Baking Makes a Comeback
Baking experienced a surge in popularity from the start of the pandemic. Pre-COVID-19, sales of baking supplies such as flour and sugar had been down slightly. During the Extreme Buying phase, spending on flour and meal increased by 221%, egg substitutes by 529% and pancake mix by 213%. All remain elevated in the Home-Confined phase — by 91%, 100% and 49% respectively, indicating that Americans continue to bake at higher rates. Overall, the category is up 37% in the Home-Confined period, compared to a year ago.
Supply Chain Worries Drive Spending on Meat and Poultry in May
Reports in April about potential meat and poultry shortages appeared to make an impact on May sales. Overall, sales of meat were up 32% during the Home-Confined Buying phase when compared to the same period last year.
Frozen poultry topped the list with sales up 81% year-over-year during the Home-Confined Buying phase.
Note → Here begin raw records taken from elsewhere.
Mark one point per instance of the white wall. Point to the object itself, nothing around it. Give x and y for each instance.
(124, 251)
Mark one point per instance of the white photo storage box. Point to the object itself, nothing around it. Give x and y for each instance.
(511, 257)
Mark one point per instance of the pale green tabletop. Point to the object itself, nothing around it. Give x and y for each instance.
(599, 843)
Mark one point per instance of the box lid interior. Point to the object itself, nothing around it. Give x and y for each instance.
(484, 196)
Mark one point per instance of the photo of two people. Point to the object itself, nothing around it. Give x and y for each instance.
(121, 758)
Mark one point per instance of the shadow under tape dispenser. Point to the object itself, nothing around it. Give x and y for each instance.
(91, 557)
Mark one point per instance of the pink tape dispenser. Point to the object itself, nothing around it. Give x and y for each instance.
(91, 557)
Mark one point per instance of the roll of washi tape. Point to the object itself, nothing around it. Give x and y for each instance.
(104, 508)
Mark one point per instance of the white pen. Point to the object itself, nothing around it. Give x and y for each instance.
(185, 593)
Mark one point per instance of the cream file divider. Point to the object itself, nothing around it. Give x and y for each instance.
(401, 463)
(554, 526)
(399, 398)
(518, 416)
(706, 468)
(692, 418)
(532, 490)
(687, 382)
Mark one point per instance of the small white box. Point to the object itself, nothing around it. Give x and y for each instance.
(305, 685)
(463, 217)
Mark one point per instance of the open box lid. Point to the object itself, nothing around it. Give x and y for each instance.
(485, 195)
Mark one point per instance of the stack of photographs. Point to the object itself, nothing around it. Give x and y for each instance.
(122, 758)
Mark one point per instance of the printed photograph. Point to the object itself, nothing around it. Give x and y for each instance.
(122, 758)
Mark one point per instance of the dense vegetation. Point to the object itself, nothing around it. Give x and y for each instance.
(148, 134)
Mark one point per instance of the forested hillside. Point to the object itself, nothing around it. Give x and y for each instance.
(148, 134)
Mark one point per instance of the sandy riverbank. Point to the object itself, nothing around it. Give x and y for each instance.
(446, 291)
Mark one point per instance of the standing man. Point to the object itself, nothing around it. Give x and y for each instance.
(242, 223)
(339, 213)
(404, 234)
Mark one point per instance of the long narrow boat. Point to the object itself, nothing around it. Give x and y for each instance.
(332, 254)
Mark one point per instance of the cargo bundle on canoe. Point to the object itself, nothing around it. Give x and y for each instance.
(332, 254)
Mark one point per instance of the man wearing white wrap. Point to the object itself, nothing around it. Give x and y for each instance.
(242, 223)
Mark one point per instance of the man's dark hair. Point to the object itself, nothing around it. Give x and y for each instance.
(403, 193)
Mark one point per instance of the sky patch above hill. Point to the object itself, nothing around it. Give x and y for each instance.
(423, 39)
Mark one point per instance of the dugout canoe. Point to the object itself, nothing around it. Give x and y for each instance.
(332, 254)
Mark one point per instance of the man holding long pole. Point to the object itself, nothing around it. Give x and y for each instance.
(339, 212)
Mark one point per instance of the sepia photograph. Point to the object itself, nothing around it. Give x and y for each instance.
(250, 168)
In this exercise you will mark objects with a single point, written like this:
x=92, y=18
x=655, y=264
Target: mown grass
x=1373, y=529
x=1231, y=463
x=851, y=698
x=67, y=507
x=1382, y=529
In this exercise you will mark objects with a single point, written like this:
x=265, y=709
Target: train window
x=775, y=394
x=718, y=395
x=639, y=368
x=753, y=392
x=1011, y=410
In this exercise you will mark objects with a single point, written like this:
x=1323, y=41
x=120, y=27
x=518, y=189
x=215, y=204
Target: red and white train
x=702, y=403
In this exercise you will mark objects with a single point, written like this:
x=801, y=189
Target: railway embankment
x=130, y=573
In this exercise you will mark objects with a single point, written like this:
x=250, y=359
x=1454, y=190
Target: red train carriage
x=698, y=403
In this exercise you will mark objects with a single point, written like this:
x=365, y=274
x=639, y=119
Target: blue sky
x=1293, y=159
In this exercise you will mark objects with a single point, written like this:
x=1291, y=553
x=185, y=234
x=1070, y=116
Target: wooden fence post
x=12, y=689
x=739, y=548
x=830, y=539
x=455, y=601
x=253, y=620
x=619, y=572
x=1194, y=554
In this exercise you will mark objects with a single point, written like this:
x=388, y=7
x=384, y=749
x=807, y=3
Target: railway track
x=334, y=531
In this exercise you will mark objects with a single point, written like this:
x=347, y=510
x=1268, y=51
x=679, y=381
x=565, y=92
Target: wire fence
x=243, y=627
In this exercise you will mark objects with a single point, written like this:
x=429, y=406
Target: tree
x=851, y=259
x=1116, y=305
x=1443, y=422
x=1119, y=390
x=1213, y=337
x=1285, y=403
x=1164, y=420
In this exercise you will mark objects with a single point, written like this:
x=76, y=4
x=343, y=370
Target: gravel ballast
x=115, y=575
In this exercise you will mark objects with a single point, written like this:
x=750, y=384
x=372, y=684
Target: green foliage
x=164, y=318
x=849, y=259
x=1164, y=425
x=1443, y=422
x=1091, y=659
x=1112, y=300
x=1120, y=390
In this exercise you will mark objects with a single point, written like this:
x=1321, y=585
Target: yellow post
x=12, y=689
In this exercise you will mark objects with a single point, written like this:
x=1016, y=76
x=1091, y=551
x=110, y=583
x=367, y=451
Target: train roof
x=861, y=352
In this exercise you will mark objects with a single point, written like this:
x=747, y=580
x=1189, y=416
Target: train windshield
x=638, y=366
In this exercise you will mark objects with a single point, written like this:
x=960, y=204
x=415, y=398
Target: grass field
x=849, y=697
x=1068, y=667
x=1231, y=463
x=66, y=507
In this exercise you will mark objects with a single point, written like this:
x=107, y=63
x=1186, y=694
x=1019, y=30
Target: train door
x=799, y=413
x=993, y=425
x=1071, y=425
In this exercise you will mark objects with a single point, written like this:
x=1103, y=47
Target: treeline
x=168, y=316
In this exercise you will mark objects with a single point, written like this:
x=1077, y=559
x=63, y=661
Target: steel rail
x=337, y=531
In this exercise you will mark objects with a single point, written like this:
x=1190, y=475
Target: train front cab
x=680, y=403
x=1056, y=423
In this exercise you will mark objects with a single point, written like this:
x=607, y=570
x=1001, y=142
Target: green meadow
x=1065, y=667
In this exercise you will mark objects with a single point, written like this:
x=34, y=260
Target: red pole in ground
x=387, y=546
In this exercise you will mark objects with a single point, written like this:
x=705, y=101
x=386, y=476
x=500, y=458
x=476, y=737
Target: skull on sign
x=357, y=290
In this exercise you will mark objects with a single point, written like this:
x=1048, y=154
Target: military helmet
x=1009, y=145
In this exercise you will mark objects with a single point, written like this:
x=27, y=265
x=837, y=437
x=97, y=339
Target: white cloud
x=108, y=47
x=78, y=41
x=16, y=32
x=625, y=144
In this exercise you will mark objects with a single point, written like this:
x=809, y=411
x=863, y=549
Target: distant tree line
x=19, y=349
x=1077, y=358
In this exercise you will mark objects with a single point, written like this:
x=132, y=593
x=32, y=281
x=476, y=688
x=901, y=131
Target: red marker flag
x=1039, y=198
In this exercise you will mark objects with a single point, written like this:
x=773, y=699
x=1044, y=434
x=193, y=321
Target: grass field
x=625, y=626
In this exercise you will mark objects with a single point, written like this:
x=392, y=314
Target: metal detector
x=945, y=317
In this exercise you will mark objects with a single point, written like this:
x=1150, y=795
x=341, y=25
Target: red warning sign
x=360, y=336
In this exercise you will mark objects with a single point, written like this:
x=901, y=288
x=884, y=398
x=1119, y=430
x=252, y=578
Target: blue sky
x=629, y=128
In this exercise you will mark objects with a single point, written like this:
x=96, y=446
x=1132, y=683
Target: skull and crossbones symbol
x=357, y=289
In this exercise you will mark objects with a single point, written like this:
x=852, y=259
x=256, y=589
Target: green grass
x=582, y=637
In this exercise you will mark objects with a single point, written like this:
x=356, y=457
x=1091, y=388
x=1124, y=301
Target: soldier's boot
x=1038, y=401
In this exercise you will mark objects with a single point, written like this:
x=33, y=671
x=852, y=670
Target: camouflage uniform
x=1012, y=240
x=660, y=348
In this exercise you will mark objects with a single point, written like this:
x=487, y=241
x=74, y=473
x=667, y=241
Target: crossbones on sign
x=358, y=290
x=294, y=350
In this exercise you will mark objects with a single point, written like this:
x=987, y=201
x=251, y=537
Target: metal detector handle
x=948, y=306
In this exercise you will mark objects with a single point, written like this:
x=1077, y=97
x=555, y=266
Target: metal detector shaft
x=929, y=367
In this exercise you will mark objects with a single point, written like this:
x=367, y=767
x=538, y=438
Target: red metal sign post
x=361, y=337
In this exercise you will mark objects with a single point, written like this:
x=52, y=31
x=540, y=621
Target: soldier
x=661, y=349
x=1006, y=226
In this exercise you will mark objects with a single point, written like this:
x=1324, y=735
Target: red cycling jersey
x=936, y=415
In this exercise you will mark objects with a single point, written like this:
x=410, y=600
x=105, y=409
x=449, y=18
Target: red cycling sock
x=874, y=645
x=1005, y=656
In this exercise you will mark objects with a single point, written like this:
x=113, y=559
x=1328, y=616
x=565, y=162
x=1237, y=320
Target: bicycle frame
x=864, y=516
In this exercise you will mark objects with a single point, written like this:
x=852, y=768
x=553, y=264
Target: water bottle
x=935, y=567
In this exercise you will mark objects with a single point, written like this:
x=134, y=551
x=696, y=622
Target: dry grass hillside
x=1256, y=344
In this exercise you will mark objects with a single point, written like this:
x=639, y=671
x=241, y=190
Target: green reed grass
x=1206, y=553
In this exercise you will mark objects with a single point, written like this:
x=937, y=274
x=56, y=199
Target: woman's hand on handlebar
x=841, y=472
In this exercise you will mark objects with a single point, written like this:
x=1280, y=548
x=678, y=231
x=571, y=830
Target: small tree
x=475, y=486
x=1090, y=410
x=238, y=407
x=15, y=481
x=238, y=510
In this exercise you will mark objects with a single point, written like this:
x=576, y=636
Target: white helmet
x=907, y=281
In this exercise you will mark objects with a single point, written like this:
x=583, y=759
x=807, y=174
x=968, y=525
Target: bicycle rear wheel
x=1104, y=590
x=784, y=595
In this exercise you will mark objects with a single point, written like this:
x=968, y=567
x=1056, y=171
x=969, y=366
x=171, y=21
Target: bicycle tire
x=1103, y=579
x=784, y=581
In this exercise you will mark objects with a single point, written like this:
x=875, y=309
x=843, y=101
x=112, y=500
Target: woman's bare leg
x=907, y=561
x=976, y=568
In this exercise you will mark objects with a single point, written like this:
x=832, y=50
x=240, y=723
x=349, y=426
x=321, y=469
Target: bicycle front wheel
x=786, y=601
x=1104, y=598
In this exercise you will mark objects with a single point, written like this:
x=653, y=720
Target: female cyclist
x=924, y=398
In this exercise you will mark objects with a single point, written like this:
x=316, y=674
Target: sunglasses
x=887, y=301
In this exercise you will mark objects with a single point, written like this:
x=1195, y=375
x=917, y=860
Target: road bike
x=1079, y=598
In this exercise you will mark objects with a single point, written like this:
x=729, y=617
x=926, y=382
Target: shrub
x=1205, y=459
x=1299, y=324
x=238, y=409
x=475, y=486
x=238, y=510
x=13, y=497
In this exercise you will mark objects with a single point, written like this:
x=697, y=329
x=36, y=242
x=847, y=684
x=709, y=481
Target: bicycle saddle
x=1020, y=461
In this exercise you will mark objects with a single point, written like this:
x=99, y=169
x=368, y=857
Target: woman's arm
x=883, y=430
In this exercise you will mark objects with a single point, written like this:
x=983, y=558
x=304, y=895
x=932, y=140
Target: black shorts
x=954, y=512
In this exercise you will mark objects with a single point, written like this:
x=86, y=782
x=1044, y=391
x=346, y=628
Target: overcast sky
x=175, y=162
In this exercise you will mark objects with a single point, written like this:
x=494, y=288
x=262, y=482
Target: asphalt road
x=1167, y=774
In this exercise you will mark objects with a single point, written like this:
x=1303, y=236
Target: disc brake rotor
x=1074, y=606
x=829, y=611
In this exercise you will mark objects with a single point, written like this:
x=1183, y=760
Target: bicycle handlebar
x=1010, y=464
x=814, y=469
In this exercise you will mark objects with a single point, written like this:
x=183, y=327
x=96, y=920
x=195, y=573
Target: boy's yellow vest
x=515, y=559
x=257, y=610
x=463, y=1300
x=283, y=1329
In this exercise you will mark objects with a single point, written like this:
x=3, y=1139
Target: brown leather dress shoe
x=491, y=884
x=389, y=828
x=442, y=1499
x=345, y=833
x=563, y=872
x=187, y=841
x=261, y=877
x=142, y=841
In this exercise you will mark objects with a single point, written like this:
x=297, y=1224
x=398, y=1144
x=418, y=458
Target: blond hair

By contrast, sales of this product had jumped 266% during the Extreme Buying phase. Frozen breaded chicken along with fresh, frozen and shelf-stable meat round out the top five, as consumers continued to stock amid worries about the impact of poultry- and meat-processing plant closures.
“Through the next several months, we anticipate the supply of advertising inventory for CPG brands to rise along with media consumption,” said Lance Brothers, chief revenue officer,
NCSolutions. “As costs come down, CPG advertisers will have an incredible opportunity to get in front of loyal buyers and engage new consumers. The brands we work with are preparing with targeted strategies, refreshed creative and messaging.”
Home hair coloring is a category to watch in June, especially as salons reopen. Pre-COVID, spending on this beauty item was down 8%. During the Extreme Buying phase, year-over-year sales increased by 15%. By the end of May, it had risen even higher — to 22%. As the re-emergence period begins, beauty brands have an opportunity to cultivate brand loyalty among buyers they’ve acquired during the pandemic.
Day of week shopping: Pre-pandemic, Americans preferred to shop for groceries on Sundays. But with greater flexibility and concerns about social distancing, consumers are taking advantage of other weekend days. Saturday was the top-ranked shopping day for five of the 12 weeks since stay-at-home orders began, while Friday and Sunday each had the most spend for four of these weeks.
Toilet paper — the most coveted CPG item during the Extreme Buying phase — ranked at number 25 for the month, back to the position it held prior to the pandemic. However, average daily spending remains elevated, up 10% compared to the same period a year ago.